Entanglement distillation transforms weakly entangled noisy states into highly entangled states, a primitive to be used in quantum repeater schemes and other protocols designed for quantum communication and key distribution. In this work, we present a comprehensive framework for continuous-variable entanglement distillation schemes that convert noisy non-Gaussian states into Gaussian ones in many iterations of the protocol. Instances of these protocols include (a) the recursive-Gaussifier protocol, (b) the temporally reordered recursive-Gaussifier protocol, and (c) the pumping-Gaussifier protocol. The flexibility of these protocols gives rise to several beneficial trade-offs related to success probabilities or memory requirements, which can be adjusted to reflect experimental demands.

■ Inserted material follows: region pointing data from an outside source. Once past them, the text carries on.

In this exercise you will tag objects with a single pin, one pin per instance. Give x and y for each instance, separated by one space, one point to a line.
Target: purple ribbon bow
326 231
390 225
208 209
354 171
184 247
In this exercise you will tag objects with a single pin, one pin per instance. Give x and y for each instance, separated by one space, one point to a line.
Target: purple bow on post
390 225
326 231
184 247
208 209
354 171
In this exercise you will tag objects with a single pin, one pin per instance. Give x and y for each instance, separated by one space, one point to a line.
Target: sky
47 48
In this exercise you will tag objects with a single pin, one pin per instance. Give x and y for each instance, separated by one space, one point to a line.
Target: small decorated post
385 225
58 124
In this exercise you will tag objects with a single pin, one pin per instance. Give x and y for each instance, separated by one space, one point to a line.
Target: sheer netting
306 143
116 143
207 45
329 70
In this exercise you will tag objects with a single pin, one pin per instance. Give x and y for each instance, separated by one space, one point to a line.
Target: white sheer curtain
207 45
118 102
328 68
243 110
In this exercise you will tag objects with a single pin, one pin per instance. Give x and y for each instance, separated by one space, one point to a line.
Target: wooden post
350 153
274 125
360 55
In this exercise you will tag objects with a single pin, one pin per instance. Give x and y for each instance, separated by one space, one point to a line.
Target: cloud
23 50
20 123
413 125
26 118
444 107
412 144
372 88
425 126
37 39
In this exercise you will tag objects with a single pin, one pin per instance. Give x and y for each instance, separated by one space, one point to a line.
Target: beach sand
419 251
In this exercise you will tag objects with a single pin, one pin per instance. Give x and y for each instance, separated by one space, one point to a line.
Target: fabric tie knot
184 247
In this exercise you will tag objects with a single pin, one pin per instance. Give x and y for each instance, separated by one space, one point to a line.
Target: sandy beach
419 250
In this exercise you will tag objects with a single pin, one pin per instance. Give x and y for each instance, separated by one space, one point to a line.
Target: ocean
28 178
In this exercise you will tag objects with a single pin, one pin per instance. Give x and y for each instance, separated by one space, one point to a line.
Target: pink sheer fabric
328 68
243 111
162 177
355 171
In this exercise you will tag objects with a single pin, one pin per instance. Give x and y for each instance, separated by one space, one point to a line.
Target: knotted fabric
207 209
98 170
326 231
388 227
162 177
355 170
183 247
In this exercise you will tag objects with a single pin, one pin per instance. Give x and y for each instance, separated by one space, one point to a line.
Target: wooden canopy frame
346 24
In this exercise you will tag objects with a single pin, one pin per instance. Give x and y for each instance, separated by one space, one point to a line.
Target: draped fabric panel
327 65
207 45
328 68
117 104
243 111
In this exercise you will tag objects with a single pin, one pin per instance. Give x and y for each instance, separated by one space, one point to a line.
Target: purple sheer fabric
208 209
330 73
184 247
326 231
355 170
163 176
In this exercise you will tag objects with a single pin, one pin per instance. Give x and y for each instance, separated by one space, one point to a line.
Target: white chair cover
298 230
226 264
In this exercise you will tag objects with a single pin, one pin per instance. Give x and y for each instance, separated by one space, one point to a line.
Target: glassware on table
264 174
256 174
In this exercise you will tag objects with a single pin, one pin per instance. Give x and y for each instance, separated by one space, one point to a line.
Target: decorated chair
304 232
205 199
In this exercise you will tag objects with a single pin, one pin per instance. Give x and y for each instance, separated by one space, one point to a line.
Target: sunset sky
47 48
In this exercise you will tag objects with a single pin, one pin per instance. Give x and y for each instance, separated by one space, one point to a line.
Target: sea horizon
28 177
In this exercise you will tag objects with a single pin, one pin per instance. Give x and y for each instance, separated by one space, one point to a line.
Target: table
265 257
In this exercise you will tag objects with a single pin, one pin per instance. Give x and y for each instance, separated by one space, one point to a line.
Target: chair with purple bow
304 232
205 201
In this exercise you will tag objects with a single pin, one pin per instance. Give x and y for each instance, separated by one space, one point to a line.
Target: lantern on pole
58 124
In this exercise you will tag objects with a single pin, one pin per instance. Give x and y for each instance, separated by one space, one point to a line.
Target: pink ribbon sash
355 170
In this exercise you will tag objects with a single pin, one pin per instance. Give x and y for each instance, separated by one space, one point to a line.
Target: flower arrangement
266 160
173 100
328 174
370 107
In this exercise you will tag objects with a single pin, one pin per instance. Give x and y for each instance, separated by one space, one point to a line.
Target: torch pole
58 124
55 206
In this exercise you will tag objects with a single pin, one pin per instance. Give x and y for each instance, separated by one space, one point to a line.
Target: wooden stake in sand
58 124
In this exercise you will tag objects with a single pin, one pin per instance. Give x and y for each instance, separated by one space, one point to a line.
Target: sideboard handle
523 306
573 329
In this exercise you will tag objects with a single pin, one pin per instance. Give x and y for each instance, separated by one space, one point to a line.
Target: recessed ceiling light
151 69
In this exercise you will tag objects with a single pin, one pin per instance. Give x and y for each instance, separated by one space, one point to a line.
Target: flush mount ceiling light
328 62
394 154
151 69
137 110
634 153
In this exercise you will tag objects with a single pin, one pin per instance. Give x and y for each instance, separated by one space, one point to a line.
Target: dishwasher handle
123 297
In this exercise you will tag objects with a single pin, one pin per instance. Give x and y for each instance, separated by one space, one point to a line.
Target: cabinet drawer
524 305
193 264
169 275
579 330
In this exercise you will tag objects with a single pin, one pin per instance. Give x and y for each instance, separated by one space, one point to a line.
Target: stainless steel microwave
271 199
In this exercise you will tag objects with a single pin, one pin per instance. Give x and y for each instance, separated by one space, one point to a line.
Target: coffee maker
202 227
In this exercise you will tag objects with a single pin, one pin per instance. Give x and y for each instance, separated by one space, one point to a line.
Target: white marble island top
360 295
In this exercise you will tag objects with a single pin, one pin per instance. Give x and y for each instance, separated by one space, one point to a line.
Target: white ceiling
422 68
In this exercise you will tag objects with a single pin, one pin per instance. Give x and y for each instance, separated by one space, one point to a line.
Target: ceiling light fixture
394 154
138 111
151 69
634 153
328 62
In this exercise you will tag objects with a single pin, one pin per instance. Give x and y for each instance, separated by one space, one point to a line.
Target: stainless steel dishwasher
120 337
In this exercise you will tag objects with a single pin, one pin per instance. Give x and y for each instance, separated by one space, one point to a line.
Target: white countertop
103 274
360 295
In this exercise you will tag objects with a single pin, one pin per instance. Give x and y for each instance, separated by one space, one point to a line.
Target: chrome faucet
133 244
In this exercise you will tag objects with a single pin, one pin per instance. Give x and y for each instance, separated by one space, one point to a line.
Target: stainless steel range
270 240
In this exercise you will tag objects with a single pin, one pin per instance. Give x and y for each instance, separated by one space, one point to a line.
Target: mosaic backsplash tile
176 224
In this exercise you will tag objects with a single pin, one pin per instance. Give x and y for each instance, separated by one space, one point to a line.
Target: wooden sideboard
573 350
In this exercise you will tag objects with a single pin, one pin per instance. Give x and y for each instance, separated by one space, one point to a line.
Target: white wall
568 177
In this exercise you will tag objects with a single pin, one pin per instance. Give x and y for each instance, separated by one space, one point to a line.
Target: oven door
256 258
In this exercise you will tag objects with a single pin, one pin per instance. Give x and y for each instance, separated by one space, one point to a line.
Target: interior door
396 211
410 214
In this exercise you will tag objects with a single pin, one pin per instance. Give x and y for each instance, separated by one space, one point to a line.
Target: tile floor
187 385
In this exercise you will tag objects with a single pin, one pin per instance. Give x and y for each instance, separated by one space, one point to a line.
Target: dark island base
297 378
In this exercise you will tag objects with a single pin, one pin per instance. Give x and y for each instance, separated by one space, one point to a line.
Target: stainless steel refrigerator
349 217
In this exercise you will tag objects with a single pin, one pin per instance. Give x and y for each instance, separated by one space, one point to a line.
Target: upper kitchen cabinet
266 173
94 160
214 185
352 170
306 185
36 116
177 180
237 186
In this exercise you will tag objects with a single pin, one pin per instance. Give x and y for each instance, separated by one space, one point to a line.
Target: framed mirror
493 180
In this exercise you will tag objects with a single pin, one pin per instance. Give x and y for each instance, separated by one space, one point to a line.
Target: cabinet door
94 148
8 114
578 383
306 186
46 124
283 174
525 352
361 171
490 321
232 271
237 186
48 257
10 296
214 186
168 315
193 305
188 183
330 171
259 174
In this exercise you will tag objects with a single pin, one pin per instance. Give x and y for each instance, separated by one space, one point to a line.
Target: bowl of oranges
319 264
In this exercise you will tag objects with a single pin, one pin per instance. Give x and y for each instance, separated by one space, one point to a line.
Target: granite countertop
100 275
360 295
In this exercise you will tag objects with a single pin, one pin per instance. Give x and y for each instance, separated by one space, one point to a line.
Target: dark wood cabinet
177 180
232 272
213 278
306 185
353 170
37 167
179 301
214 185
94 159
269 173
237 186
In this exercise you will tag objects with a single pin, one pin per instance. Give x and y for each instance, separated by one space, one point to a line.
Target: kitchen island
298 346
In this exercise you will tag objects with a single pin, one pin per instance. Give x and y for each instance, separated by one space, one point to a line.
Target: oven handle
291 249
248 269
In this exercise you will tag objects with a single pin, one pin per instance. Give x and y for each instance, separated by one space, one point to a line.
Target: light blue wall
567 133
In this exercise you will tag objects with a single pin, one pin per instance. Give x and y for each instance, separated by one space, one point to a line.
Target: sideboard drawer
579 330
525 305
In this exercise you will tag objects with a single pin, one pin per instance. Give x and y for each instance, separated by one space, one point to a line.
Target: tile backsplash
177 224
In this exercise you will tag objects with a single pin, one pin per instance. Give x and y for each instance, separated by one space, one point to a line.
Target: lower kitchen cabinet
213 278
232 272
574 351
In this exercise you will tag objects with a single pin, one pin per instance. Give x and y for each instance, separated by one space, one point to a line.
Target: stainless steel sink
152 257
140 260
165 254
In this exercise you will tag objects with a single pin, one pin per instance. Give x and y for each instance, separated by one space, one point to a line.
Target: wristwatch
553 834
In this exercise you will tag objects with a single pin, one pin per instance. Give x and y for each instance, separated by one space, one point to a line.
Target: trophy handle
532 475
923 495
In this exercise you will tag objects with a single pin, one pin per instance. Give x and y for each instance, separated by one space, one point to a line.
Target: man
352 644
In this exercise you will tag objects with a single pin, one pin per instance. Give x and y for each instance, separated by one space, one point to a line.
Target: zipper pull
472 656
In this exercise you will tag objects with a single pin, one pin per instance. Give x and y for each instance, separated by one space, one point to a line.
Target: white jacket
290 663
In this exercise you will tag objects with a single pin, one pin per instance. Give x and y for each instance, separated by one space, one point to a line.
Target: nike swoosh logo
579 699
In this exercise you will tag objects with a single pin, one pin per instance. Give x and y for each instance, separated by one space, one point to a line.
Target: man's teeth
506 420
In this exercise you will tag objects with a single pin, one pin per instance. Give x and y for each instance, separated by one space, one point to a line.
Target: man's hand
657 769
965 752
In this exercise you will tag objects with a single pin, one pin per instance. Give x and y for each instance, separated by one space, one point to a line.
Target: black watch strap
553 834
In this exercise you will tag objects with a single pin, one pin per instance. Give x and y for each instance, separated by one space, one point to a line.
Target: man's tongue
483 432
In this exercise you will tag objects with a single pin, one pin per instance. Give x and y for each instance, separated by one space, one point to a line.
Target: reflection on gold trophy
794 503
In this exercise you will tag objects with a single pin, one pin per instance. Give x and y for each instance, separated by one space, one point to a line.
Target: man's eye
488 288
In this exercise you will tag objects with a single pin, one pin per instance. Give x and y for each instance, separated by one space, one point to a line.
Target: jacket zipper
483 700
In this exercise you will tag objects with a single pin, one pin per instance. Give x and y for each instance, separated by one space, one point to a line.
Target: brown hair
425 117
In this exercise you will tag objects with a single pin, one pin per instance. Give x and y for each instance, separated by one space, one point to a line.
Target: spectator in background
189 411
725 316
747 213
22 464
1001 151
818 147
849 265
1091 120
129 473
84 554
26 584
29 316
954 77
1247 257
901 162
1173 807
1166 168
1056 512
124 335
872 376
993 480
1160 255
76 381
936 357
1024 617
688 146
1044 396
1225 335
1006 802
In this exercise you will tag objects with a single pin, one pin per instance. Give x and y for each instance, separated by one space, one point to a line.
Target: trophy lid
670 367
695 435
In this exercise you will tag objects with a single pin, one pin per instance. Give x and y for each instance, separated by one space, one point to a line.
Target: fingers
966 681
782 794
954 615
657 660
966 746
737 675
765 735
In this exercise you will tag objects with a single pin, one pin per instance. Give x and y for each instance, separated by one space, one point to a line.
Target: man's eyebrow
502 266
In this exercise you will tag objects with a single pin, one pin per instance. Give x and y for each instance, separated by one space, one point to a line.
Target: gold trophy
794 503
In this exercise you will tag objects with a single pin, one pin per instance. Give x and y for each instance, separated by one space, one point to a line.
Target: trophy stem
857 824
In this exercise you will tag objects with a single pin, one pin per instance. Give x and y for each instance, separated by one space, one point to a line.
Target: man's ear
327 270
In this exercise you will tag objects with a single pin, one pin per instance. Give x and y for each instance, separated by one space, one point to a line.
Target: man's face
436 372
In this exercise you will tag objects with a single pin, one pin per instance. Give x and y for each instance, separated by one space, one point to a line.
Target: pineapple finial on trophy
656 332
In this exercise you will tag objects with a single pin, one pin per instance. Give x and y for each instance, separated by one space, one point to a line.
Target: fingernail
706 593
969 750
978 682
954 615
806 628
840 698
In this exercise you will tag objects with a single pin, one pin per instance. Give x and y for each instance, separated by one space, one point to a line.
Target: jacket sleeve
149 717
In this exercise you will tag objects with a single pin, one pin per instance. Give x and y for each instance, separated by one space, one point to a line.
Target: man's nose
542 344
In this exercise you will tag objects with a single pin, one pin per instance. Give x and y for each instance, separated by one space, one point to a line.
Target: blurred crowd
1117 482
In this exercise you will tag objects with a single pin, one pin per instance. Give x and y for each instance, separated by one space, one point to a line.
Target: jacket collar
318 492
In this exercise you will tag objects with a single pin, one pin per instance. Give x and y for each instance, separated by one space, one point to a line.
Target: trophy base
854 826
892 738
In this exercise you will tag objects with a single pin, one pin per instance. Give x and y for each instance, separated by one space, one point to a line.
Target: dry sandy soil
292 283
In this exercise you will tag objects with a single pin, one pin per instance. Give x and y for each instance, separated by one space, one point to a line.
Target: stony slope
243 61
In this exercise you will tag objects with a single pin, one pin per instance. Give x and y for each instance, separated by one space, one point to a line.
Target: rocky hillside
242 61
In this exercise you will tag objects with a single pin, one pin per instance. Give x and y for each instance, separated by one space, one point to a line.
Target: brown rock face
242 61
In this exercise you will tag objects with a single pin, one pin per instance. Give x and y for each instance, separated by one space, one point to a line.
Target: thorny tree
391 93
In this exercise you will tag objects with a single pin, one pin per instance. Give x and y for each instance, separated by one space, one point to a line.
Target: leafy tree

Despite these protocols involving measurements, we relate the convergence in this protocol to new instances of noncommutative central limit theorems, in a formalism that we lay out in great detail. Implications of the findings for quantum repeater schemes are discussed.

Figure 1

An implementation of an individual building block with beam-splitter reflectivity $R$ for (a) single-mode states and (b) two-mode states. Generalization to $m$-mode states is straightforward as each additional party performs the same local unitaries.

Figure 2

Different protocols combining building blocks in ways. All building blocks use the same filter, $\Pi$, and are labeled with their beam-splitter reflectivity $R$. (a) The recursive-Gaussifier protocol; (b) the temporally reordered recursive-Gaussifier protocol; (c) the pumping-Gaussifier protocol; and (d) the compact distillery protocol. The key shows how the building block labels compare with the variables used in Sec. 2.

Figure 3

A schematic of the CV repeater network considered here. Sources are assumed to produce a pure two-mode squeezed state of some chosen squeezing. Channels are predominately affected by attenuation, but also a small amount of room-temperature thermal noise. De-Gaussification is performed by photon replacement. Gaussification is performed as described here and in previous work using measurements projecting onto the vacuum, using many copies of the de-Gaussified state and asymptotically approaching a Gaussian state. Entanglement swapping uses deterministic optimal continuous swapping protocol.

Figure 4

The maximum attainable distance $L$ for a range of initial squeezing $r$ for which entanglement can be distributed. In plot (i) noise arises wholly from transmission between repeater stations, whereas in plot (ii) we incur an additional $50\%$ attenuation within each repeater station (see text for more details). Regions are shown for direct transmission and CV quantum repeater networks dividing the distance up into $m$ intervals. Some noteworthy terrestrial scales are shown at the top.